Guatemala Mexico border

We had already been though Oaxaca, Mexico and Chiapas in our backpacking tour of Aztec and Mayan ruins, when we entered the Lacandona jungle for the night. We would be crossing the border into Guatemala the next day.


Our taxi dropped us off in front of the unguarded river that divides these two Latin American beauties. We paid a little too much to board the canoe since there were only two of us, but at that point we had no choice. We were rowed for about fifteen minutes down the river, watching the locals wash their clothes in the fast, brown The guide left us at what appeared to be a dirt driveway. It struck me that there really was nothing separating these two countries but water, no fences, no guards, no hate. It was a welcomed change from the US and Mexican border on the opposite side of the country. We walked up it past the stray roosters and pigs to a building that read bank. It appeared to be the only public building in this border town called Betel.

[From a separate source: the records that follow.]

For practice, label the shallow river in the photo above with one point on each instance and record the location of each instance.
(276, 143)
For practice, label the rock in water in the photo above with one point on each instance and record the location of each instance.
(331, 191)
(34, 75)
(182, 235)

Strangely enough this money exchange could not even exchange our $20. They simply did not have enough Quetzales. There was also only one bus leaving the little town that day. In Mexico, buses come and go regularly, but due to hijackers in the past, Guatemala usually offers fewer rides. We were a bit worried we would be stuck there, with nowhere to stay and a little intimidated by the stares. Luckily they accepted pesos for payment for the bus. So there we waited, for three hours in the blazing hot sun, despite it being December.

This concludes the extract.